Mott has credit in the bank after his part in England’s T20 World Cup win in Australia last winter. But that credit is vanishing quickly in India, where he has been unable to explain the reversal in English fortunes, and repeatedly emphasised his players’ loss of confidence.

England's attempt to retain their World Cup trophy could not have gone much worse

England’s attempt to retain their World Cup trophy could not have gone much worse 

It is a window into their soul that Morgan would never have countenanced, and McCullum would regard as anathema. It has also been music to opponents’ ears, with ever-more dreadful consequences for English hopes.

Worse, perhaps, the notion has taken hold in the dressing-room. ‘Losing doesn’t really breed confidence,’ said all-rounder Liam Livingstone after the India defeat, ‘and we’re all just lacking a bit of confidence at the moment.’

The apparent helplessness of the management to stop the rot has been mirrored by the repeated insistence that there is no ‘golden bullet’, or ‘silver bullet’, or even ‘magic bullet’. Buttler suggested in Lucknow that he wanted ‘answers on a postcard’. The lack of authority is reflected by the hollowness of the cliches.

The players, of course, must take their share of responsibility for what is turning into the worse title defence by a reigning champion in any sport.

Joe Root is averaging 29 (and only four from his last four innings), Jonny Bairstow 23, Stokes 16, Moeen Ali 13 and Livingstone 11. Harry Brook, who is averaging 32, has been ignored for the last two games.

And apart from Reece Topley, who has gone home with a broken finger, and David Willey, who has fire in his belly after becoming the only squad member not to secure a central contract, the bowling has been mainly anodyne.

England can yet salvage something from the wreckage if they win at least two of their remaining three games – against Australia, the Netherlands and Pakistan – and achieve the top-eight finish that would guarantee them a place at the Champions Trophy in Pakistan in 2025.

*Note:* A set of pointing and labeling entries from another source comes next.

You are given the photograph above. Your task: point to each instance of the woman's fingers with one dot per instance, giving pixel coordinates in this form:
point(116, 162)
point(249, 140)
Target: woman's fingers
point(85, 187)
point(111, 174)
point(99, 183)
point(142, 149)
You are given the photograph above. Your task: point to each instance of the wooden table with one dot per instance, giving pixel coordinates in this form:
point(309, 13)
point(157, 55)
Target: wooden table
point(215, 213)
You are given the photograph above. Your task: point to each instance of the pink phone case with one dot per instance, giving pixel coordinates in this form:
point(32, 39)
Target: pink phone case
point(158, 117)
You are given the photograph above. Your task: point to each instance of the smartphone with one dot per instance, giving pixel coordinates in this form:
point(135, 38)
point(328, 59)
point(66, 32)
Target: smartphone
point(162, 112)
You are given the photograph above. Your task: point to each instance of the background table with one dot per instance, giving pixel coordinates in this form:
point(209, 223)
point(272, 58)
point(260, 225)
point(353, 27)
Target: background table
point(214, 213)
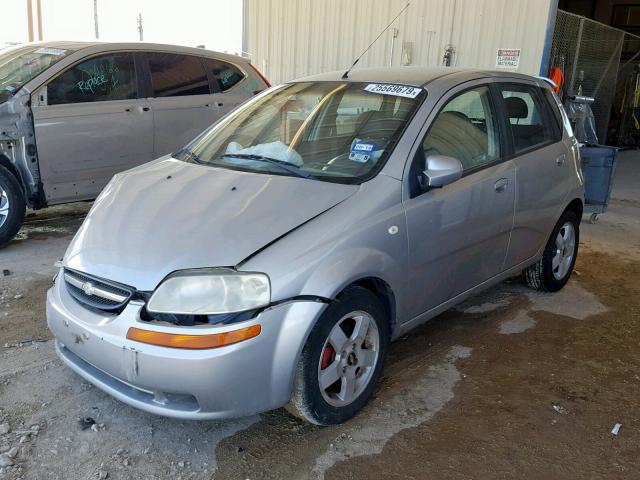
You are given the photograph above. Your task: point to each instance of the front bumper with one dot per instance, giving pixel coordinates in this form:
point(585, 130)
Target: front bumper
point(236, 380)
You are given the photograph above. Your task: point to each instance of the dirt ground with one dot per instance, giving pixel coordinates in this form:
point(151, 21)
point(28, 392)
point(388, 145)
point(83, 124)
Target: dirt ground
point(511, 384)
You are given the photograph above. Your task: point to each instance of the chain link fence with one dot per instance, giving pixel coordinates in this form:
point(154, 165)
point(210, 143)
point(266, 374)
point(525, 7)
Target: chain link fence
point(589, 54)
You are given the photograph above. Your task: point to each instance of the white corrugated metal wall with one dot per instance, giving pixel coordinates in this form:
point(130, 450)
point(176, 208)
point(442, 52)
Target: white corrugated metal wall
point(293, 38)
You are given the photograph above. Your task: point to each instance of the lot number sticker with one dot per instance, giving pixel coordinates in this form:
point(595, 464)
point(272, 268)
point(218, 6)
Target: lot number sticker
point(508, 58)
point(390, 89)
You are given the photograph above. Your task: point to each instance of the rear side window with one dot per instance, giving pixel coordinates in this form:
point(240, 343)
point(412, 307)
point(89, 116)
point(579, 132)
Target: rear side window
point(174, 75)
point(224, 74)
point(99, 79)
point(525, 117)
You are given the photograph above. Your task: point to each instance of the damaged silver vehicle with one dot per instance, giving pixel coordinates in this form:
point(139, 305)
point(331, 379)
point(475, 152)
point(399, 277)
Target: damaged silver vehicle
point(74, 114)
point(271, 261)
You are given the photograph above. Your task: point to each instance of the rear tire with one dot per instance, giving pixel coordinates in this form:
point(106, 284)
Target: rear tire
point(12, 206)
point(553, 270)
point(341, 363)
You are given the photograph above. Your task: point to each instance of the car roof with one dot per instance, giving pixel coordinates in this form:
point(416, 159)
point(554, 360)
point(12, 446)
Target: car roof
point(144, 46)
point(414, 76)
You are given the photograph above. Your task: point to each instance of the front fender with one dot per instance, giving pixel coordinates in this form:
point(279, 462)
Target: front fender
point(363, 237)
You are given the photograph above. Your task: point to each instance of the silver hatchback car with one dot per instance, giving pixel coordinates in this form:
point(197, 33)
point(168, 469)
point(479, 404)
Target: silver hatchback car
point(271, 261)
point(73, 114)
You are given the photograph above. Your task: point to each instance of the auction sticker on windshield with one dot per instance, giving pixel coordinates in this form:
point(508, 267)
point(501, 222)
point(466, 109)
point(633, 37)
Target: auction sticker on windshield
point(391, 89)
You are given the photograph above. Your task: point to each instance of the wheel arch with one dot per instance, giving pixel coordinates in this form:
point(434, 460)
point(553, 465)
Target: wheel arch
point(383, 291)
point(576, 206)
point(11, 168)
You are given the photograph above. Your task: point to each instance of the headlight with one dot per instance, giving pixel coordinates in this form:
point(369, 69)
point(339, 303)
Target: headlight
point(210, 292)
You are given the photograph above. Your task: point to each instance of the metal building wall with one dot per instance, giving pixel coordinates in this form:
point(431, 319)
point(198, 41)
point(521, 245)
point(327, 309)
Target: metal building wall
point(292, 38)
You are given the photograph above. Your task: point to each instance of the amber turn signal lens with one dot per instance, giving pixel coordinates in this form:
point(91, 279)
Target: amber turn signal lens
point(194, 342)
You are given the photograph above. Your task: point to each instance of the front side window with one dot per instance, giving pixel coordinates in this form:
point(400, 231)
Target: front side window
point(99, 79)
point(224, 74)
point(18, 65)
point(331, 131)
point(525, 114)
point(465, 129)
point(174, 75)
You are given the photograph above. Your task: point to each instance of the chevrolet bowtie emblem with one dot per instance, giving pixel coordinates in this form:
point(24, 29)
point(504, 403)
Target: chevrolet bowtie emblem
point(88, 288)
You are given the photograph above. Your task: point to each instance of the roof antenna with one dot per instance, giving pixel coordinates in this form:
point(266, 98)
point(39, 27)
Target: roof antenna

But it’s a pretty low bar. And the inability of Mott and Buttler to recreate anything like the environment that has made England double world champions – to say nothing of the Test revolution – has raised the question of whether their double act will still be in place in two years’ time anyway.

A strong conclusion to the World Cup may strengthen Mott’s hand, and allow him the chance to rebuild the 50-over team in time for the 2027 tournament in southern Africa.

Yet if England continue to perform so feebly, managing director Rob Key will have no choice but to scrutinise the coach’s role in the debacle. If he feels a change of direction is necessary, there is a candidate who understands how to make a white-ball team tick, and still cares passionately about England’s fortunes: Eoin Morgan.